Further, there is no evidence that her employer was aware of her alleged condition. She affirmatively represented to E.W. James upon initial employment that she had "no health problems." [Record No. 15-3, Shipman Decl. at ¶ 3, Ex. E.] No medical records or medical absences suggest such a disability. [Shipman Decl. at 5, Dykes Decl. at 2.]
In the absence of any proof that she is "disabled" under the KCRA, Plaintiff has failed to prove a prima facie case of disability discrimination.
b. Replacement
Additionally, even if Chambers could demonstrate that she was disabled or perceived as disabled, there is no evidence that Chambers was "replaced" by a non-disabled employee.

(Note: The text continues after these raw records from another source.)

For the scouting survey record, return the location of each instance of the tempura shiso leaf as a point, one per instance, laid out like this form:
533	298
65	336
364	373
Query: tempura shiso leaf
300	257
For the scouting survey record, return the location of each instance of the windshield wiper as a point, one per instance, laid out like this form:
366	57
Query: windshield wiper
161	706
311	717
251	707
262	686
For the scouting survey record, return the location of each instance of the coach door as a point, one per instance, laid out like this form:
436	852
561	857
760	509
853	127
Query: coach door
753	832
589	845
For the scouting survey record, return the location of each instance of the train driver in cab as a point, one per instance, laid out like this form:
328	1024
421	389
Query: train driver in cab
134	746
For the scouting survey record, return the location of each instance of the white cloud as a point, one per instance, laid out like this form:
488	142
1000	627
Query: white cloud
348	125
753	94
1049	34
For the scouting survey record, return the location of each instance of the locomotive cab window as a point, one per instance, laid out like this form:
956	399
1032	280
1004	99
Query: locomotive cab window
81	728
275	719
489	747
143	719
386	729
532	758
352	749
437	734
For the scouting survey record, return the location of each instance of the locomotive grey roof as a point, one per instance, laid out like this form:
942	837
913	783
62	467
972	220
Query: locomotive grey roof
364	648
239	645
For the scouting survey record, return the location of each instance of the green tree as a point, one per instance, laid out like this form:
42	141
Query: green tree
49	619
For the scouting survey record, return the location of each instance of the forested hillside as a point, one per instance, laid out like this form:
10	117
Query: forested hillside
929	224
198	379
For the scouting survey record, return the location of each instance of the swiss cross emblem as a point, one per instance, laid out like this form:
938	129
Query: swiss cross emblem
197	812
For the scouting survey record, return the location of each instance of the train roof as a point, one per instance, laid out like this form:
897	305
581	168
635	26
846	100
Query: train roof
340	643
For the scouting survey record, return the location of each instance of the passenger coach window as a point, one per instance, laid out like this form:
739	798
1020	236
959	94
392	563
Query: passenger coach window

After the termination of Chambers' employment, the duties of photo lab manager were taken on by Karen Dennis, an existing employee who was already managing and continued to manage two other departments at the Richmond facility. "Spreading the former duties of a terminated employee among the remaining employees does not constitute replacement" for the purposes of a prima facie case. Lilley v. BTM Corp., 958 F.2d 746, 752 (6th Cir. 1992); see also King v. Red Roof Inn, No. 1:05-cv-124, 2006 WL 572710 at *6 (W.D. Mich. March 8, 2007) ("the Sixth Circuit uniformly holds that a plaintiff is not replaced when the work is redistributed among other existing employees already performing related work."). Again, she fails to establish a prima facie case of disability discrimination and her claim must fail.
III. CONCLUSION
For all of the reasons stated above, Defendant's Motion to Strike shall be granted, and Plaintiff Chambers' claims of sex, age, and disability discrimination under the Kentucky Civil Rights Act fail and shall be dismissed.
Accordingly, it is ORDERED:
(1) that Defendant's Motion to Strike Plaintiff's Exhibits Offered in Opposition to Summary Judgment [Record No. 23] shall be, and the same hereby is, GRANTED;
(2) that Defendant's Motion for Summary Judgment [Record No. 15] shall be, and the same hereby is, GRANTED.